Abstract

This article outlines the trajectory of China’s higher education and its strategy of pioneering a brand-new smart e-learning environment that has functionally molded China into a hybrid educational hub. This paper chronicles the almanac of China’s offline campus education, depicting how it technologically evolved into an e-learning home-campus nexus. A sequential mixed-methods design was employed to shed light on students’ readiness levels toward China’s newly implemented smart e-learning platform for tertiary education. The psychometric analyses of the Smart e-Learning Questionnaire and other parametric statistical tests were performed using the Rasch measurement model. Overall, there is strong evidence to suggest that the in-depth qualitative interviews captured more nuanced accounts of the participants’ perceived reasons for their moderate level of readiness towards their novel home-campus e-learning course delivery.

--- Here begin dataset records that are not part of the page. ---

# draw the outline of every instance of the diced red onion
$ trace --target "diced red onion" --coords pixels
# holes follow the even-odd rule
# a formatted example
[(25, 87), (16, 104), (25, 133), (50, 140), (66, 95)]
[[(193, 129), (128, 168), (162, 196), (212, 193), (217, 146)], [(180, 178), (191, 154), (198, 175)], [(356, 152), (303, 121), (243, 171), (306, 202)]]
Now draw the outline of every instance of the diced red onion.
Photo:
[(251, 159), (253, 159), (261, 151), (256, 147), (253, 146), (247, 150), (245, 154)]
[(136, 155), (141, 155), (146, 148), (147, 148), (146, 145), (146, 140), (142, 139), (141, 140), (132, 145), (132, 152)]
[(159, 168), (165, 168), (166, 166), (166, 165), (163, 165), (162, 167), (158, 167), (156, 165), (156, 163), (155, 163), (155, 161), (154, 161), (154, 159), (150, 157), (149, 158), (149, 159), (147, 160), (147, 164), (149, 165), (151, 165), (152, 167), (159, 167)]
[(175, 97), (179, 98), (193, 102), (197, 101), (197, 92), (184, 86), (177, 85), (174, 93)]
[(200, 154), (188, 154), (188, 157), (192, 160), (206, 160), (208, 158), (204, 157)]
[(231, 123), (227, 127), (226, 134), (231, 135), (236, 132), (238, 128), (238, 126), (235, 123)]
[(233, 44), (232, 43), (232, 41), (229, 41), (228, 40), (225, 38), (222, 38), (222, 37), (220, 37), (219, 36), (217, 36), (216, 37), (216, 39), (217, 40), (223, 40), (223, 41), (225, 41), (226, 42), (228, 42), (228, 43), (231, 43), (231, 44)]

Evacuated campuses and virtual lessons have become the cliched representation of this pandemic. It is critical that e-learning offerings be contextualised in practical ways to invigorate equitable teaching strategies that can improve e-learning and support the success of China’s higher education learning model for the post-pandemic agendum. Implications for practice or policy: This research investigated home-campus e-learning as a higher education learning model for the post-pandemic agendum. The homebased smart e-learning prototype proposed in this study is framed as a learning delivery modality for advancing the latitude of digital literacy among higher education students. The deployment of the next-generation 5G internet connectivity and the implementation of hybrid smart e-learning platforms, draw clear implications for policymakers and practitioners to model after these insightful strategies.